By Nathan Wilson
“Unity of the church, the unity of the human community and the unity of the whole creation belong together,” is the central claim in the World Council of Churches’ (WCC) draft statement on unity as presented to participants in its 10th Assembly, meeting in Busan, Republic of Korea.
“Our unity as brothers and sisters of Christ is inextricably tied up in the unity God desires for creation,” said Dame Mary Tanner, moderator for the unity plenary and current WCC president from Europe. It is a unity “not of our own making,” Tanner reminded participants, but rather one that is “grounded in the communion of love that flows through the Holy Trinity.”
“Creation,” says the draft statement, “is a gift from the living God. We celebrate creation’s life in its diversity and give thanks for its goodness (Gen. 1). It is the will of God that the whole creation, reconciled in the love of Christ through the transforming power of the Holy Spirit, should live together in unity and peace (Eph.1).”
The statement describes a world caught in the “tension between the profoundest hope and the deepest despair,” and although the WCC has come a long way on its ecumenical journey, there is still far to go. “It is a scandal and a wound that we do not eat and drink around the one table of the Lord,” Tanner said to the applause and agreement of participants.
Other speakers noted objections to visible unity emanating from current WCC constituencies, such as those who speak against the ecumenical movement for fear of losing their traditions noted by H.E. Metropolitan Nifon, professor for Missiology and Ecumenism at the Orthodox Theological Faculty of Targoviste. “How can we ignore our broth- ers and sisters who are actively seeking unity?” he said.

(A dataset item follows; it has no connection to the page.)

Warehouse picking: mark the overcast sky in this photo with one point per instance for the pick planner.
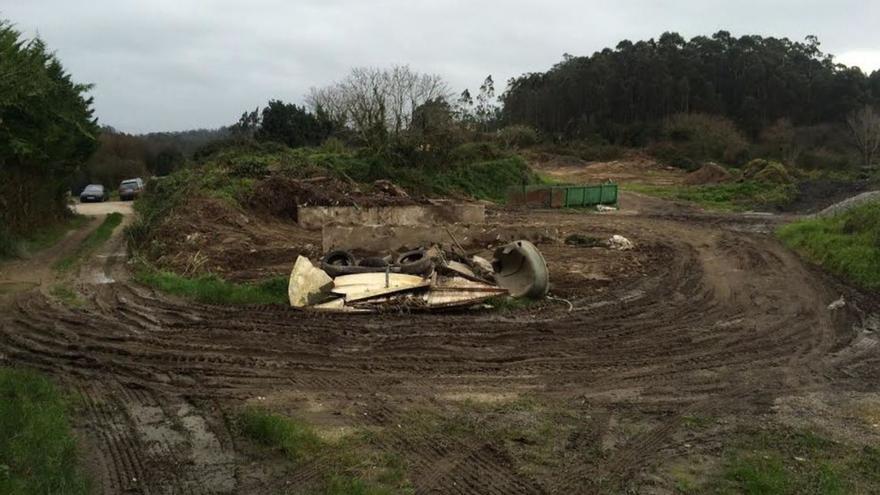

The Rev. Dr Neville Callam, general secretary of the Baptist World Alliance, echoed this sentiment, saying that we persist in holding on to peculiarities and don’t seek signs of the one Christ in other churches. Callum also described conflicts on moral issues, weak promotion of unity among young adults and racism outside and within the church as objections to expressing visible unity.
Callam ended on an encouraging note: “The challenges may be great, but the opportunities are immense!”